Here’s how it looks in practice:
from openai import OpenAI
client = OpenAI()
completion = client.chat.completions.create(
model="gpt-4o",
messages=[
{"role": "system", "content": "You are a helpful assistant designed to output JSON. Only output JSON."},
{"role": "user", "content": "Give me a JSON object with a list of fruits and their colors."}
],
response_format={ "type": "json_object" }
)
print(completion.choices[0].message.content)

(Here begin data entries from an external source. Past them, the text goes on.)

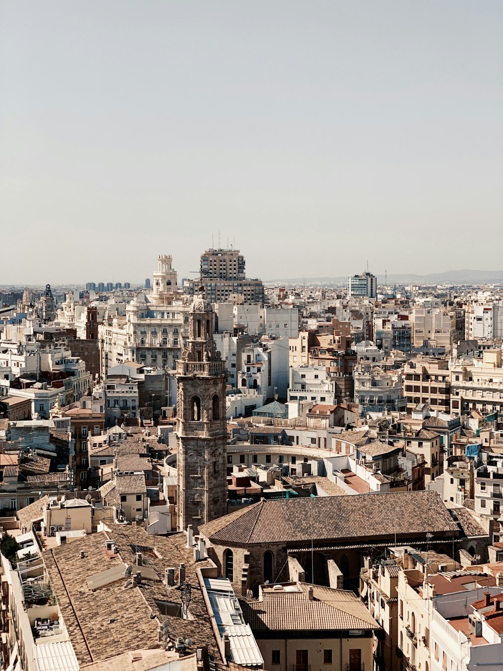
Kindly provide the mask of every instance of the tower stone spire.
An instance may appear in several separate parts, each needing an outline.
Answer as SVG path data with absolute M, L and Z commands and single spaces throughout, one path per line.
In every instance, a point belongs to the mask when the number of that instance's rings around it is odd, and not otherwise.
M 187 348 L 176 365 L 178 525 L 191 524 L 194 533 L 227 513 L 227 372 L 203 291 L 190 306 Z

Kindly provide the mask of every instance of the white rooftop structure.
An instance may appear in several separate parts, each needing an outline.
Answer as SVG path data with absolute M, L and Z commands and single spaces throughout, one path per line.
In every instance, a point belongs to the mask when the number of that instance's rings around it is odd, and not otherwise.
M 249 625 L 246 624 L 232 584 L 227 578 L 205 578 L 205 587 L 221 638 L 227 634 L 231 660 L 243 666 L 264 668 L 260 654 Z

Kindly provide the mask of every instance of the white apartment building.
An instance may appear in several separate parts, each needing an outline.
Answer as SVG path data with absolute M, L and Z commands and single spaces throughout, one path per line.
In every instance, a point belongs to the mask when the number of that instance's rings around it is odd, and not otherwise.
M 336 398 L 335 382 L 324 366 L 290 366 L 288 402 L 312 401 L 317 405 L 334 405 Z
M 428 577 L 416 569 L 400 572 L 398 650 L 405 668 L 499 671 L 503 590 L 494 582 L 461 570 Z
M 449 362 L 451 414 L 482 414 L 503 411 L 501 350 L 485 350 L 482 358 L 463 357 Z
M 402 370 L 386 371 L 379 366 L 363 364 L 355 368 L 355 403 L 360 417 L 386 411 L 405 412 Z
M 60 668 L 64 660 L 65 668 L 77 669 L 78 661 L 42 554 L 34 544 L 30 552 L 36 556 L 18 561 L 15 568 L 0 556 L 3 667 L 39 671 Z
M 233 312 L 234 328 L 249 336 L 288 338 L 298 335 L 298 309 L 296 307 L 269 307 L 260 303 L 243 303 L 234 305 Z
M 230 386 L 241 391 L 256 389 L 264 401 L 275 394 L 286 398 L 288 352 L 285 338 L 263 336 L 259 340 L 256 336 L 231 336 L 228 331 L 215 333 L 214 338 L 227 361 Z
M 412 346 L 421 348 L 433 342 L 449 352 L 456 331 L 455 315 L 442 307 L 414 306 L 410 315 Z

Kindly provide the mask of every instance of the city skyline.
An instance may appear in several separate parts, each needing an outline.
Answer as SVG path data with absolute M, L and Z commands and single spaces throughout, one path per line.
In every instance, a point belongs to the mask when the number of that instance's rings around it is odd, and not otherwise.
M 191 276 L 219 235 L 264 279 L 497 269 L 472 256 L 503 222 L 502 25 L 491 2 L 5 3 L 0 282 L 133 281 L 152 247 Z

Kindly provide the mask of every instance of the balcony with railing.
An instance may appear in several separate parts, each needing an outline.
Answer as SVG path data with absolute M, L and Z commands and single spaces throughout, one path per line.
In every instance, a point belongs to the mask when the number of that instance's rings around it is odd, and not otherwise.
M 415 632 L 413 631 L 410 627 L 406 627 L 405 631 L 407 636 L 410 639 L 414 645 L 417 645 L 417 636 L 416 635 Z

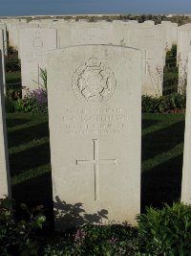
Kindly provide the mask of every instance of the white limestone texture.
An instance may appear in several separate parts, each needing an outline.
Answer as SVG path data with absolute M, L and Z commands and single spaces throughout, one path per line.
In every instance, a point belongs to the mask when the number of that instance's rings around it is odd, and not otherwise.
M 8 55 L 8 38 L 7 38 L 7 26 L 6 24 L 0 23 L 0 30 L 3 30 L 3 44 L 4 44 L 4 54 Z
M 142 52 L 142 94 L 162 95 L 164 34 L 150 24 L 130 25 L 124 35 L 125 46 Z
M 0 51 L 0 60 L 1 60 Z M 0 198 L 11 197 L 11 177 L 8 156 L 5 96 L 3 86 L 2 61 L 0 61 Z
M 3 88 L 4 94 L 6 95 L 6 67 L 5 67 L 5 48 L 4 48 L 4 32 L 0 30 L 0 51 L 1 51 L 1 67 L 2 67 L 2 76 L 3 76 Z
M 191 203 L 191 54 L 188 60 L 181 201 Z
M 140 211 L 141 52 L 80 45 L 48 53 L 55 228 Z M 66 215 L 67 209 L 72 215 Z M 107 219 L 106 219 L 107 218 Z
M 26 89 L 32 91 L 43 85 L 40 69 L 46 68 L 46 52 L 56 47 L 56 30 L 32 28 L 20 31 L 23 95 Z

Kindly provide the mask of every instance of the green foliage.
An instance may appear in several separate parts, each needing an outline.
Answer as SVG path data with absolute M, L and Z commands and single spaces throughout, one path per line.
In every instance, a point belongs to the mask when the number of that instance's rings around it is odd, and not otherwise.
M 177 66 L 177 45 L 173 45 L 166 53 L 165 67 L 163 70 L 163 95 L 178 91 L 179 68 Z
M 159 98 L 147 95 L 142 96 L 143 113 L 181 112 L 184 111 L 185 105 L 185 93 L 172 93 Z
M 0 199 L 0 255 L 37 255 L 37 244 L 34 231 L 42 228 L 45 216 L 42 206 L 30 211 L 26 204 L 20 205 L 28 215 L 27 220 L 13 217 L 13 200 L 8 198 Z
M 40 78 L 43 81 L 43 87 L 47 90 L 47 69 L 40 68 Z
M 47 90 L 44 88 L 32 91 L 27 90 L 23 99 L 15 101 L 14 109 L 16 112 L 23 113 L 47 113 Z
M 72 237 L 48 244 L 43 255 L 135 255 L 137 235 L 137 229 L 127 224 L 85 225 Z
M 14 101 L 11 99 L 6 97 L 5 98 L 5 107 L 7 113 L 12 113 L 14 112 Z
M 20 59 L 18 58 L 18 51 L 13 47 L 8 48 L 8 56 L 6 57 L 6 71 L 14 72 L 21 69 Z
M 164 204 L 137 217 L 140 255 L 187 256 L 191 252 L 191 205 Z M 144 254 L 145 253 L 145 254 Z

This will produce output like:
{
"fruits": [
{"name": "apple", "color": "red"},
{"name": "banana", "color": "yellow"},
{"name": "grape", "color": "purple"}
]
}
The core problem this solves is the unreliability of getting structured data from LLMs. Before JSON Mode, you’d often get text that looked like JSON but was malformed, requiring robust error handling and parsing on your end. This meant spending time cleaning up outputs, writing regex, or using libraries that try to salvage broken JSON.
Internally, when you enable response_format={ "type": "json_object" }, OpenAI’s system doesn’t just append "output valid JSON" to the prompt. It fundamentally changes how the model generates tokens. The model’s output layer is constrained to only produce tokens that can form a syntactically correct JSON structure. This is a much more robust guarantee than simply instructing the model to behave.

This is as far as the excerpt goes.